Chaque année, et cette année aussi l’a été, est pleine de joie, et en même temps pleine de douleur : pensons aux guerres, aux injustices… Joie et douleur vont toujours de pair, ils représentent le visage de notre vie quotidienne. Et ce dont nous avons le plus besoin, c’est vraiment de la miséricorde. Le Jubilé(e) nous a rappelé cette nécessité qui est la nôtre. Moi, j’ai toujours besoin du regard de miséricorde de Dieu pour regarder les autres comme Dieu me regarde.
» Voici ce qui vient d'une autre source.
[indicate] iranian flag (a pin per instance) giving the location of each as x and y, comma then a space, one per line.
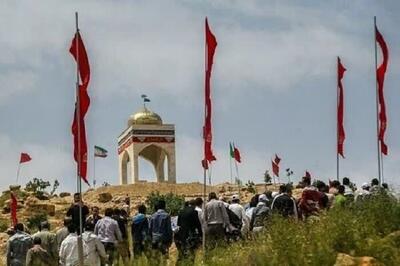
234, 152
100, 152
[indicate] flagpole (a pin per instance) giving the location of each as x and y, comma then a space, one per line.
377, 106
337, 127
237, 176
94, 169
18, 169
230, 161
78, 115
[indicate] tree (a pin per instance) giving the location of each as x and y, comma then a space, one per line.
267, 177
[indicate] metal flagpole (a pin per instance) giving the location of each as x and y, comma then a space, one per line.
377, 106
230, 161
237, 176
78, 115
94, 168
337, 127
18, 169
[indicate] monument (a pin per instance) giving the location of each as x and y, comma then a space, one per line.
146, 136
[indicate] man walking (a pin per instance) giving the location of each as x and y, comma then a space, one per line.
160, 229
38, 256
216, 220
109, 234
189, 235
48, 241
18, 246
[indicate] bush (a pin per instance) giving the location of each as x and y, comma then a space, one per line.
362, 229
34, 221
174, 203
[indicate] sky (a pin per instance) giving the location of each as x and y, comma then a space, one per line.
273, 84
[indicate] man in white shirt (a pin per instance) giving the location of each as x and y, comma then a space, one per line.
69, 248
93, 249
238, 209
107, 230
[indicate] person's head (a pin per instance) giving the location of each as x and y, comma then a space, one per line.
77, 197
268, 194
45, 225
306, 180
254, 200
262, 198
117, 212
109, 212
212, 195
199, 202
161, 204
89, 227
67, 221
289, 190
334, 184
37, 240
282, 188
235, 199
320, 186
341, 189
19, 227
95, 210
365, 186
142, 209
71, 228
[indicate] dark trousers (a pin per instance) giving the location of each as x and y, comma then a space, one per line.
110, 250
215, 234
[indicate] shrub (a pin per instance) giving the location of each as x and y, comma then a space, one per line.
34, 221
174, 203
361, 229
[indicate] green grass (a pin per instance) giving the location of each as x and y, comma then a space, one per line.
358, 230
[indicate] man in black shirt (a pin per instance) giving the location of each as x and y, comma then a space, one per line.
188, 237
73, 212
284, 204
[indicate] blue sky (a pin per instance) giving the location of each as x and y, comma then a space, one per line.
274, 83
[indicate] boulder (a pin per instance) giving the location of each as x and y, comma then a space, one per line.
49, 209
105, 197
64, 194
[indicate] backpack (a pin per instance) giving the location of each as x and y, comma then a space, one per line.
234, 219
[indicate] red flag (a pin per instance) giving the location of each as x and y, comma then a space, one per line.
275, 168
308, 175
78, 51
13, 208
340, 112
211, 45
380, 77
24, 158
236, 154
277, 159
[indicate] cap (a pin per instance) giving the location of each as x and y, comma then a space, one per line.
262, 197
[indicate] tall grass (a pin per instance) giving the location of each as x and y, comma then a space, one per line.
360, 229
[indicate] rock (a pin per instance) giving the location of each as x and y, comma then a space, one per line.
64, 194
105, 197
347, 260
35, 208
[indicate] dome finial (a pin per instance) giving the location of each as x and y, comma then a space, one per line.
145, 100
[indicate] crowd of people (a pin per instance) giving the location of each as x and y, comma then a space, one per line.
220, 220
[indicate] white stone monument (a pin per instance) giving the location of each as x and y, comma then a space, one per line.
148, 137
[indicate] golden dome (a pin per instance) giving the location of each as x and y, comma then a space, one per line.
144, 117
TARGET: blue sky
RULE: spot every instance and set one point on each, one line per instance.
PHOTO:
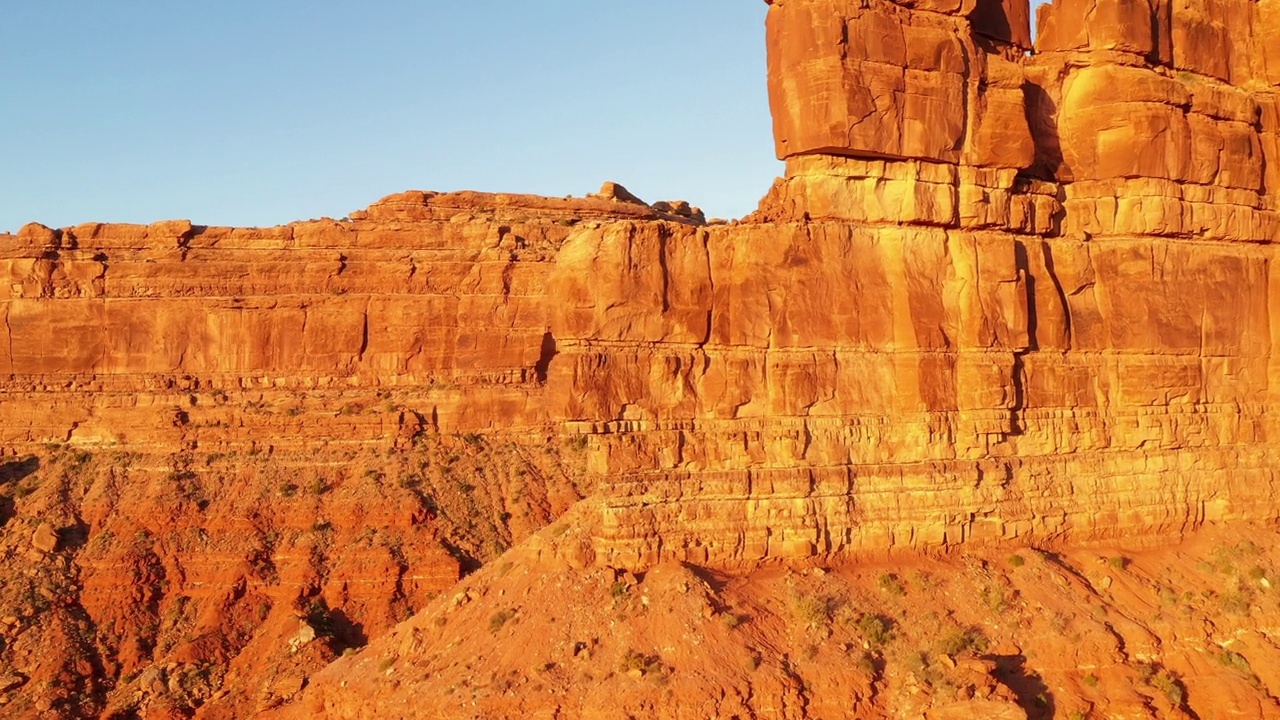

Quand on perd le rapport avec Dieu, l’homme devient esclave du mal.

Aujourd’hui, une lutte pour la vérité est-elle encore nécessaire ?

Comme au temps soviétique où il y avait les frères du KGV, aujourd’hui aussi il y a ceux qui ne pensent qu’à leurs propres intérêts personnels, qui se mettent au centre, qui ne répondent ni à Dieu ni aux hommes.

Et vous, que faites-vous ?

Je prends position par rapport aux situations d’injustice flagrante et je cherche à rester physiquement proche des victimes. Quand je vois qu’une personne a subi une injustice, je me bats pour elle, sans me préoccuper de l’opinion publique. Récemment, j’ai été invitée à intervenir au Parlement et j’ai parlé d’un cas peu clair que la justice avait déclaré clos. Aucun parti n’avait intérêt à le rouvrir et personne ne voulait exprimer son opinion. Moi, j’avais à cœur l’enfant de dix ans qui y était impliquée. Par ailleurs, il y a trois ans, j’ai défendu publiquement une jeune fille accusée injustement, pour des raisons politiques, d’être impliquée dans une organisation terroriste. Quand elle est tombée malade en prison, je lui ai porté des médicaments et, quand elle est sortie, je l’ai aidée. Les motivations politiques ne m’intéressent pas. Je défends la vérité et je reste proche des personnes. Je ne peux pas me taire, même si souvent on me conseille de le faire. Ils disent que je suis une vieille gâteuse.

De votre histoire, qu’est-ce que vous voudriez que l’on retienne ?

Dieu est bon avec tout le monde, même avec nous, pauvres pécheurs. Les gens pensent que j’ai pu résister par mes propres forces, mais ce n’est pas vrai. Si nous avons confiance en Dieu, nous sommes invincibles. La haine est faible. Il suffit d’un souffle pour la vaincre. Celui qui est en colère n’en sort jamais vainqueur. N’ayant aucun argument pour démontrer la vérité, il utilise la force. Notre force est d’être faible.